Christmas is a funny time of year for all of us; some embrace every second of it, putting up their tree in November and bedecking the house with lights, others take a slightly less full-on approach, enjoying quiet time with their loved ones. For many of us, celebrating the festive season is a very personal affair, born out of the way we celebrated as children.
For children and young people living with foster families, Christmas can be a difficult period to cope with. They will have found themselves in a home that may have different traditions to them; they may not celebrate Christmas because of their faith, or they may never have enjoyed a good Christmas. With that in mind, it’s important to help them feel special, comfortable, and involved in the preparations for the big day.
Sitting down and talking to the children and young people in your care about the memories they have of Christmas is a great way to gauge how they feel about the celebration. You’ll also learn a lot about what can make them feel comfortable; for example, if they expect a visit from Santa. It’s sometimes easy to expect children within the care system to have had horrible Christmases (and many have), but we always need to remember that abuse or a parenting breakdown aren’t the only reasons for a child or young person to be placed with another family.
Learning what they like and don’t like about the day can help you put strategies in place to help them (and the rest of your family) enjoy a good Christmas.
A great idea for Christmas decorations is to create personalised baubles for the whole family that can be hung on the tree. It helps any foster children in your family feel they are part of your family unit and provides a keepsake for them to cherish. Invite them to help you put up the tree and try to avoid reorganising the decorations once the children have gone to bed.
Family advent calendars are a perfect way of involving everyone in festive activities. It could contain activities, movies, or new games that the whole family can enjoy together.

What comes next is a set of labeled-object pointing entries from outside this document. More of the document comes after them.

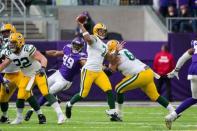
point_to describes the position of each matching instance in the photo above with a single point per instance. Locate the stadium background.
(145, 30)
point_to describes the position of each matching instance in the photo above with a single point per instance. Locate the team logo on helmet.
(16, 41)
(77, 44)
(100, 30)
(112, 45)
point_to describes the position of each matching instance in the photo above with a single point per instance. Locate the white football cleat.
(17, 121)
(169, 119)
(61, 119)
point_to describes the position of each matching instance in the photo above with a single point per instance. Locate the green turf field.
(94, 119)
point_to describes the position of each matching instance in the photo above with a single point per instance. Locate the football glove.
(41, 71)
(173, 73)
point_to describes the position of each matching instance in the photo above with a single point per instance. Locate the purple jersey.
(193, 66)
(71, 65)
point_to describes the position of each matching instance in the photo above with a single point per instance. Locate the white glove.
(173, 73)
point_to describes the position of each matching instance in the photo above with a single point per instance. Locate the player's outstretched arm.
(41, 58)
(82, 62)
(54, 53)
(86, 35)
(181, 61)
(5, 63)
(185, 57)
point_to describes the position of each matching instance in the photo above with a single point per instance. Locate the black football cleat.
(28, 115)
(42, 119)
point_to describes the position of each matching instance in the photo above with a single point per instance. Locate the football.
(81, 18)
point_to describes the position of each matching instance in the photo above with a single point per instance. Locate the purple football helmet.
(77, 44)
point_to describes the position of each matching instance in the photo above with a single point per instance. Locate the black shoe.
(28, 115)
(115, 117)
(4, 119)
(68, 111)
(42, 119)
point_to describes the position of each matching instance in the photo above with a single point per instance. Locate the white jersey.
(11, 68)
(24, 60)
(96, 53)
(129, 65)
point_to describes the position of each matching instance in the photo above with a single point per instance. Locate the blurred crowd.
(179, 9)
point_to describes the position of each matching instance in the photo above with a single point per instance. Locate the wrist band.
(85, 33)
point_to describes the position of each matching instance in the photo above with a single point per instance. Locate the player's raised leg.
(87, 78)
(41, 81)
(102, 81)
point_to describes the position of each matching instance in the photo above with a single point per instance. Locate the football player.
(192, 76)
(32, 63)
(13, 74)
(137, 74)
(92, 71)
(73, 60)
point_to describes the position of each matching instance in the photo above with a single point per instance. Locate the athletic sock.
(163, 101)
(57, 108)
(75, 99)
(4, 108)
(120, 98)
(50, 98)
(20, 103)
(19, 112)
(33, 103)
(110, 99)
(185, 104)
(41, 101)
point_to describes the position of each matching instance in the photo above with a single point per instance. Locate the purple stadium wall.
(145, 51)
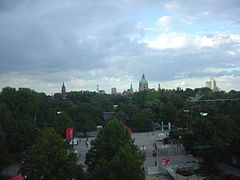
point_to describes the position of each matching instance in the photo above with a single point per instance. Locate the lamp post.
(186, 111)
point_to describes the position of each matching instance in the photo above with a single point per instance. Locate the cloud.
(86, 43)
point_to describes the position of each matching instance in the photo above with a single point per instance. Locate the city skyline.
(175, 43)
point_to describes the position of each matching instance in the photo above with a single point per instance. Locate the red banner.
(69, 134)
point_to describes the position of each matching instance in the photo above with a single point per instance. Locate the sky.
(177, 43)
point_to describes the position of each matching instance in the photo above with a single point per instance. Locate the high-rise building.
(143, 83)
(114, 90)
(128, 91)
(212, 84)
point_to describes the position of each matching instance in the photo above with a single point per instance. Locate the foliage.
(107, 154)
(50, 159)
(142, 120)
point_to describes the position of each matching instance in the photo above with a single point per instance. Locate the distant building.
(101, 92)
(114, 91)
(212, 84)
(63, 91)
(107, 115)
(143, 83)
(128, 91)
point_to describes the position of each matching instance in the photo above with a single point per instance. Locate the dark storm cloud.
(94, 40)
(47, 37)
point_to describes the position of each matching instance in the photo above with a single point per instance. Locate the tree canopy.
(50, 159)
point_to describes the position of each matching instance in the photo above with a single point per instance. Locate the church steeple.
(63, 89)
(143, 84)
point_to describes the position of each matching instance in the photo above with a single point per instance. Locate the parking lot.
(147, 142)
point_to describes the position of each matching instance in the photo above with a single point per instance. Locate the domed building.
(143, 84)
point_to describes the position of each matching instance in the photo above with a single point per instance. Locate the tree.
(142, 120)
(50, 159)
(126, 164)
(109, 152)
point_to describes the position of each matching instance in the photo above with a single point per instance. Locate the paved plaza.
(147, 142)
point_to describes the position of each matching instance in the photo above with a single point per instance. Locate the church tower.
(143, 83)
(63, 90)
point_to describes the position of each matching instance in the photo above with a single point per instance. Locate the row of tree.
(113, 155)
(24, 114)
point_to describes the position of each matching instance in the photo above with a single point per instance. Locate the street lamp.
(186, 111)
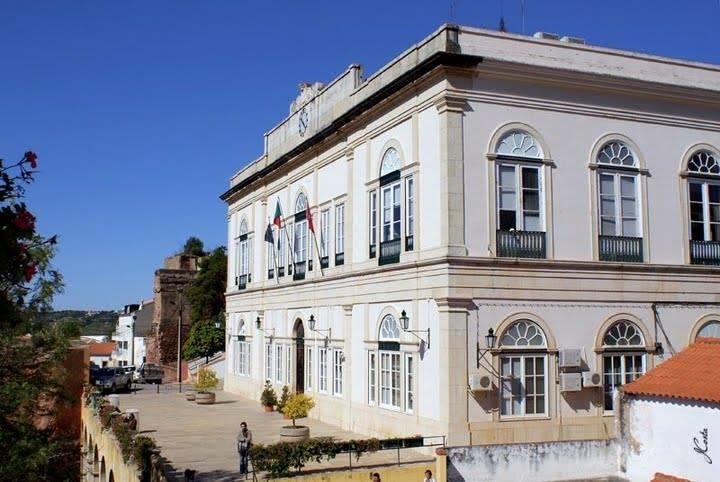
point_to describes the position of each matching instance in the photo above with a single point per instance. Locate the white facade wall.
(666, 436)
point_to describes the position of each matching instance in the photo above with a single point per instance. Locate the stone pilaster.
(452, 185)
(453, 366)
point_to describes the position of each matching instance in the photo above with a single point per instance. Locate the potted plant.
(284, 397)
(297, 406)
(268, 399)
(205, 385)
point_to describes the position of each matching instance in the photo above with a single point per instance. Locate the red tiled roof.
(667, 478)
(692, 374)
(100, 349)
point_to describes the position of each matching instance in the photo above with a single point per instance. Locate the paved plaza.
(202, 437)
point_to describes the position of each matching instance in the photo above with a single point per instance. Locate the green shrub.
(268, 397)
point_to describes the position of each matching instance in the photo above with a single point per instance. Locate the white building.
(133, 327)
(563, 195)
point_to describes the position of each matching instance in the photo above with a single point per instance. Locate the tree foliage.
(194, 246)
(33, 388)
(206, 293)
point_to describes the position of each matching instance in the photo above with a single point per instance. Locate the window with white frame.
(279, 372)
(409, 382)
(519, 180)
(308, 368)
(623, 358)
(268, 361)
(288, 364)
(301, 229)
(325, 233)
(322, 387)
(704, 197)
(340, 229)
(337, 372)
(390, 371)
(618, 191)
(409, 213)
(523, 370)
(372, 377)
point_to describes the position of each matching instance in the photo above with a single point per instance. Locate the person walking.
(428, 477)
(244, 441)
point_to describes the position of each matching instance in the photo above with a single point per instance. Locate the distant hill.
(91, 322)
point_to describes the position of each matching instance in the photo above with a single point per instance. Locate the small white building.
(133, 326)
(671, 419)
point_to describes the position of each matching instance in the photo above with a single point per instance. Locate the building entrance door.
(299, 357)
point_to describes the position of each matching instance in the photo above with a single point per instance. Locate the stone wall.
(581, 460)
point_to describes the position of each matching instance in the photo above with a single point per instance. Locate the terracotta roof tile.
(692, 374)
(100, 349)
(667, 478)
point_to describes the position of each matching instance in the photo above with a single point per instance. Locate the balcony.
(622, 249)
(705, 252)
(242, 280)
(300, 268)
(521, 244)
(389, 252)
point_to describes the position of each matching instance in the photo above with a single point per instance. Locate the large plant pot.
(205, 398)
(294, 434)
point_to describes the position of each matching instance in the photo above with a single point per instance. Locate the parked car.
(149, 373)
(113, 379)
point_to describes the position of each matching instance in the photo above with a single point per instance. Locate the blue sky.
(140, 111)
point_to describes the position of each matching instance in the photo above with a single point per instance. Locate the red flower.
(31, 157)
(24, 220)
(30, 271)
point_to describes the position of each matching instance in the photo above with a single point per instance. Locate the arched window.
(242, 356)
(711, 329)
(301, 237)
(623, 358)
(523, 390)
(618, 203)
(703, 170)
(390, 161)
(244, 256)
(519, 193)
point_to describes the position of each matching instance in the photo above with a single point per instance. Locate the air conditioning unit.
(570, 357)
(480, 382)
(592, 379)
(570, 382)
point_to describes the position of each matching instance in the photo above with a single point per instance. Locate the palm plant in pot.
(205, 386)
(298, 406)
(268, 399)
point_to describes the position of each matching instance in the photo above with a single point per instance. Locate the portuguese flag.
(277, 219)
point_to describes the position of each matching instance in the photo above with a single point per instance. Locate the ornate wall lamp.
(270, 333)
(405, 323)
(311, 324)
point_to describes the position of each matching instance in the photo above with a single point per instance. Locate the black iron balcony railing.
(624, 249)
(300, 267)
(242, 281)
(520, 244)
(409, 243)
(705, 252)
(389, 252)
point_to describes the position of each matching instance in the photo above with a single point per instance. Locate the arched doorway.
(299, 332)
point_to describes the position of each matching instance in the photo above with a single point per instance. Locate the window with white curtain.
(523, 369)
(337, 372)
(323, 388)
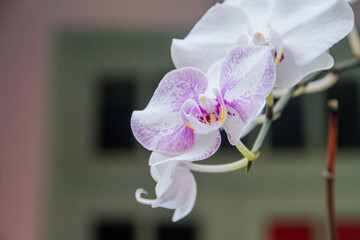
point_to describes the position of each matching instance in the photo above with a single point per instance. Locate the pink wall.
(25, 34)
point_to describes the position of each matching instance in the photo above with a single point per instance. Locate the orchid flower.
(300, 31)
(182, 119)
(175, 189)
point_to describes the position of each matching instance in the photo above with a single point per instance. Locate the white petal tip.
(142, 200)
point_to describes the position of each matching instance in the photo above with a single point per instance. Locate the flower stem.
(222, 168)
(329, 172)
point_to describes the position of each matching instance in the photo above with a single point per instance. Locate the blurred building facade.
(71, 72)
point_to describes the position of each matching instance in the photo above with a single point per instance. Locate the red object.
(291, 231)
(349, 231)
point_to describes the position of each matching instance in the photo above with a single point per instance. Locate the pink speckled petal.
(247, 78)
(211, 37)
(184, 210)
(204, 147)
(175, 88)
(308, 28)
(162, 132)
(159, 126)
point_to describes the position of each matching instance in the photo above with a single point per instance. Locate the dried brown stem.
(329, 172)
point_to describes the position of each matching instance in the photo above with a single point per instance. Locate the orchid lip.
(210, 112)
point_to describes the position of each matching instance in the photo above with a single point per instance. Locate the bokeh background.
(71, 73)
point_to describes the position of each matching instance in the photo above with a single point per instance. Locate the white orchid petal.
(163, 132)
(258, 10)
(308, 28)
(142, 200)
(250, 125)
(288, 73)
(210, 39)
(247, 78)
(204, 147)
(183, 210)
(175, 88)
(175, 188)
(167, 174)
(159, 126)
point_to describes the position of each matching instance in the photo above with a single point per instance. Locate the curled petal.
(204, 147)
(308, 28)
(184, 210)
(176, 189)
(210, 39)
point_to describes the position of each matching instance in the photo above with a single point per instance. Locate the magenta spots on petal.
(282, 56)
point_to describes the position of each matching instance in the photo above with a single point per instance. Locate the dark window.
(112, 230)
(176, 232)
(287, 132)
(349, 129)
(290, 230)
(116, 105)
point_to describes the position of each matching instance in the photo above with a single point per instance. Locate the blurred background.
(72, 72)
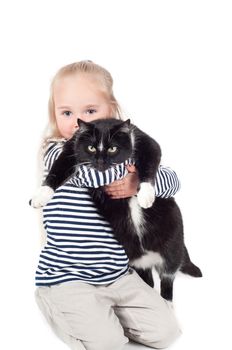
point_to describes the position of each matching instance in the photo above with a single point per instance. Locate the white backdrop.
(171, 63)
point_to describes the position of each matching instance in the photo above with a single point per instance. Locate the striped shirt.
(80, 243)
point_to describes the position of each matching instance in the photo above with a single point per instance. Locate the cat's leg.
(146, 275)
(147, 156)
(166, 286)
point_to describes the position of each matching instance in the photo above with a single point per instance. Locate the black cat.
(149, 228)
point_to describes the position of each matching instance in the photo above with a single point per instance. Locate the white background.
(171, 62)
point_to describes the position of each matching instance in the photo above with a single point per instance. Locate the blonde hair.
(87, 67)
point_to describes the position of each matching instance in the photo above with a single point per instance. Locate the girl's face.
(78, 96)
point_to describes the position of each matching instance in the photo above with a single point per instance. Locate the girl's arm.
(166, 184)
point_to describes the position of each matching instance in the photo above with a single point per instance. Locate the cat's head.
(103, 143)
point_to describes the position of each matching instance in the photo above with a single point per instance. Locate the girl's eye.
(92, 149)
(67, 113)
(91, 111)
(112, 150)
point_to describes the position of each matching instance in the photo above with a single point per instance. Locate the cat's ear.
(125, 126)
(83, 126)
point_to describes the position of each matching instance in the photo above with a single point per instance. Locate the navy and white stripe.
(80, 244)
(166, 183)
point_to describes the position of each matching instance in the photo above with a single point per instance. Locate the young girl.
(85, 289)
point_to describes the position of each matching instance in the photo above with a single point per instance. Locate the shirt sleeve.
(52, 152)
(167, 182)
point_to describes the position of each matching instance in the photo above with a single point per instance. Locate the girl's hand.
(127, 187)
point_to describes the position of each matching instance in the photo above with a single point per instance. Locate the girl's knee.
(112, 340)
(163, 335)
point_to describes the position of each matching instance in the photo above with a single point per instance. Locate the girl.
(85, 289)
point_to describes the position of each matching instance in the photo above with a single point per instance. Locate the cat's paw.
(146, 195)
(42, 197)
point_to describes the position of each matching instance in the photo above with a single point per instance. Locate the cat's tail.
(188, 267)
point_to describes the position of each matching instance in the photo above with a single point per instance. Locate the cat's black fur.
(151, 237)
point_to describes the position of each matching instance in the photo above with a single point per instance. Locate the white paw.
(42, 197)
(146, 195)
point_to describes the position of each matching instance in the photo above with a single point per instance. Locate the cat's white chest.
(136, 215)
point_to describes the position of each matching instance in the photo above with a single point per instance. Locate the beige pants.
(103, 317)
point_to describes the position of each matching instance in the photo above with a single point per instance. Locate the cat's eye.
(91, 149)
(67, 113)
(91, 111)
(112, 150)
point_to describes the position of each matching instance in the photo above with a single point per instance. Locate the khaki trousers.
(93, 317)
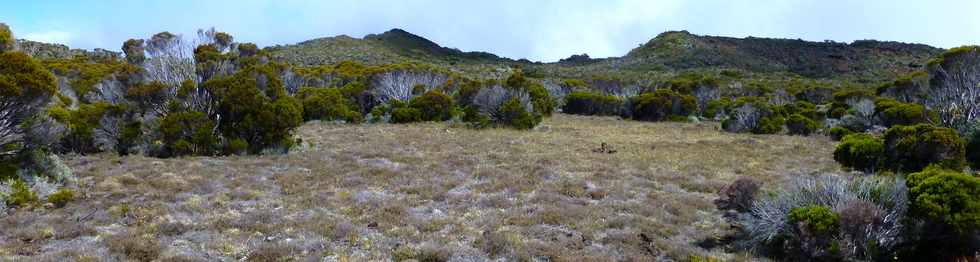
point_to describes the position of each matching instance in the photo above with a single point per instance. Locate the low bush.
(663, 105)
(406, 115)
(798, 124)
(948, 202)
(326, 104)
(62, 197)
(912, 148)
(586, 103)
(433, 106)
(838, 133)
(861, 152)
(892, 112)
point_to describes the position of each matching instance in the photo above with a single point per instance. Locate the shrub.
(326, 104)
(973, 150)
(838, 133)
(406, 115)
(799, 222)
(949, 204)
(21, 195)
(798, 124)
(818, 220)
(912, 148)
(739, 195)
(62, 197)
(433, 106)
(586, 103)
(861, 152)
(662, 105)
(893, 113)
(188, 133)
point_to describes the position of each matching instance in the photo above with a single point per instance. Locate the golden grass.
(368, 192)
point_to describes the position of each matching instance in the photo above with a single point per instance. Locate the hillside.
(866, 61)
(382, 192)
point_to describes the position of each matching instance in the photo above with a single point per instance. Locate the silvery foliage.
(399, 84)
(955, 94)
(768, 215)
(490, 100)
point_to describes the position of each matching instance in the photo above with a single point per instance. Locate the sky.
(540, 30)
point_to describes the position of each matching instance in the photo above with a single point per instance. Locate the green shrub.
(819, 220)
(892, 112)
(861, 152)
(948, 199)
(433, 106)
(21, 195)
(662, 105)
(515, 116)
(838, 133)
(406, 115)
(586, 103)
(973, 150)
(798, 124)
(912, 148)
(188, 133)
(62, 197)
(326, 104)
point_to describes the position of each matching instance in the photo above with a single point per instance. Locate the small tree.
(955, 87)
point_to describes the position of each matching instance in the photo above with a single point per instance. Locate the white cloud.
(59, 37)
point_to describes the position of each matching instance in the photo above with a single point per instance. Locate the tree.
(7, 40)
(135, 51)
(955, 87)
(25, 87)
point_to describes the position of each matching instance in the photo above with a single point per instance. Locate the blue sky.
(544, 30)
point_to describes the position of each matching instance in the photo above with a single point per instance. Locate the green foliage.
(7, 40)
(587, 103)
(188, 133)
(62, 197)
(892, 113)
(838, 133)
(433, 106)
(912, 148)
(406, 115)
(819, 220)
(21, 195)
(973, 151)
(950, 198)
(663, 105)
(798, 124)
(258, 112)
(861, 152)
(326, 104)
(515, 116)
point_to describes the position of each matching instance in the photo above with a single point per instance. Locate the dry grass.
(432, 191)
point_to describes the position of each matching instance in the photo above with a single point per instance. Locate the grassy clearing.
(421, 191)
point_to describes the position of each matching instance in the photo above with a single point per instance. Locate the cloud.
(60, 37)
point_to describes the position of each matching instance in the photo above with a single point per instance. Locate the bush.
(406, 115)
(188, 133)
(663, 105)
(912, 148)
(838, 133)
(326, 104)
(893, 113)
(433, 106)
(861, 152)
(949, 203)
(586, 103)
(21, 195)
(798, 124)
(973, 150)
(62, 197)
(739, 195)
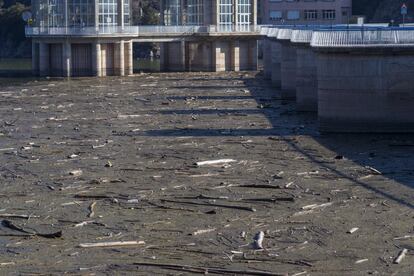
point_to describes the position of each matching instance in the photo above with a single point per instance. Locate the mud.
(126, 148)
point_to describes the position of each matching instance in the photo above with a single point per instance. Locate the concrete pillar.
(215, 12)
(35, 58)
(173, 56)
(366, 90)
(254, 12)
(119, 58)
(67, 60)
(207, 56)
(121, 13)
(183, 55)
(163, 62)
(235, 13)
(207, 10)
(306, 79)
(276, 55)
(253, 55)
(97, 15)
(129, 58)
(96, 59)
(44, 60)
(222, 56)
(235, 57)
(183, 19)
(267, 59)
(288, 71)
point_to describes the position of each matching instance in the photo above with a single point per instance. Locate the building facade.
(95, 37)
(306, 11)
(67, 44)
(209, 12)
(230, 51)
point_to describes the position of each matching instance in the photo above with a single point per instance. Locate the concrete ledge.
(328, 125)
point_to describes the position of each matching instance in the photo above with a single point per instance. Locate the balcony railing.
(148, 31)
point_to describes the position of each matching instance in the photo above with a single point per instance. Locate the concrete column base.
(43, 59)
(35, 58)
(306, 80)
(67, 59)
(288, 71)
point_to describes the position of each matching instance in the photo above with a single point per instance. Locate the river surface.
(115, 159)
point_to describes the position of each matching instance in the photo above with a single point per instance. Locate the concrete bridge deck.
(153, 128)
(147, 33)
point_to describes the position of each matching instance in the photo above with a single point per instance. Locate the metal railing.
(139, 30)
(364, 37)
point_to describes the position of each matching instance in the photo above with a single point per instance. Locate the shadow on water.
(392, 155)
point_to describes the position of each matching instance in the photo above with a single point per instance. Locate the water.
(146, 65)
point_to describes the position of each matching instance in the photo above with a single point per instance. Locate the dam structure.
(95, 37)
(357, 78)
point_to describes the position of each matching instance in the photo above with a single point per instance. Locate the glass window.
(172, 12)
(243, 12)
(195, 12)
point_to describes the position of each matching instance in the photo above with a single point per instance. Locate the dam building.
(95, 37)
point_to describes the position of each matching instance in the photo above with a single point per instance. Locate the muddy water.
(136, 140)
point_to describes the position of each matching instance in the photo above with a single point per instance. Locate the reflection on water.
(15, 64)
(146, 65)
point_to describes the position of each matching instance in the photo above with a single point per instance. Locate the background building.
(95, 37)
(67, 44)
(306, 11)
(229, 51)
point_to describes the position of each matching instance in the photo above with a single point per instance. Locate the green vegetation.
(12, 39)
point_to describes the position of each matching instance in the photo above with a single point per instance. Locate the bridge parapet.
(364, 37)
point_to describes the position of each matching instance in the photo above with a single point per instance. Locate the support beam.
(119, 59)
(235, 57)
(35, 58)
(129, 58)
(96, 59)
(121, 13)
(67, 59)
(44, 60)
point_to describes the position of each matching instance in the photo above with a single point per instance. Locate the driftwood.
(214, 162)
(204, 270)
(271, 199)
(91, 210)
(9, 224)
(401, 256)
(17, 216)
(111, 244)
(259, 186)
(244, 208)
(258, 240)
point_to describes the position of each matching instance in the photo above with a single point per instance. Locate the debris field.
(193, 173)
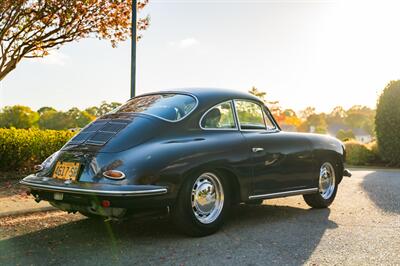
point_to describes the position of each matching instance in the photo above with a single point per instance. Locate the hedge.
(23, 148)
(358, 153)
(387, 122)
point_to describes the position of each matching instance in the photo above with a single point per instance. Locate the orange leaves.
(31, 28)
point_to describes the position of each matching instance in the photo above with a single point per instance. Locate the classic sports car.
(191, 152)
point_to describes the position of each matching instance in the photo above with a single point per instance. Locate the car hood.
(115, 133)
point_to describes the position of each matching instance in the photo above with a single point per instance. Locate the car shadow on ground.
(383, 189)
(253, 235)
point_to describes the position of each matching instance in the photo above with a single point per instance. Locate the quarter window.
(250, 115)
(219, 117)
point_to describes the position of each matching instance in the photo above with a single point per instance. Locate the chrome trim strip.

From something as simple as a fancy hot chocolate night in onesies to going on a festive day out, opening a surprise parcel every day is an inclusive family activity that will create great memories.
If a young person or child living in your care is in contact with their birth family, help them to save up and wrap gifts for them. Doing this helps to show that you aren’t trying to replace their family but are an extension of the people involved in their life. Having a conversation may also help you understand any fears or worries they may have about celebrating in your home.
Sharing how Christmas runs in your home is useful for so many reasons. For children and young people who are of different faiths, it helps them understand why Christmas is important; for those living with anxiety issues it means that there won’t be unexpected surprises; and for those who may not know how to celebrate, they can feel informed and involved.
You can even do as far as discussing what you’ll be eating on the day and asking if there’s anything else that they would like on the menu or if there’s an activity that their family always does.
If you have people visiting your home or you are going to visit others, share photos with the children in your care so they know who they will be meeting. You might also want to consider planning visits to your friends and family instead of them visiting you, just in case it becomes a bit overwhelming.
Finding yourself in a new family situation can be stressful at the best of times (for anyone who hasn’t seen Meet the Parents, it’s a great example). Living with a foster family at Christmas can raise many emotions and worries for a child or young person, so let them know there’s a safe space they can retreat to if needed. They may not need to use it but knowing it’s there will help.
If things don’t run smoothly, you just need to shrug it off and not take it personally. Let’s be honest, there’s always some kind of glitch on the day, so take it in your stride. And if a child in your care shows behavioural changes or indifference to the day, gently talk to them about it after the festivities are over, doing that could promise you a smooth Christmas next year.
The Affinity Family wish you all a peaceful and happy festive season, and want to remind you that if things don’t go quite to plan, there’s always someone at the end of the phone.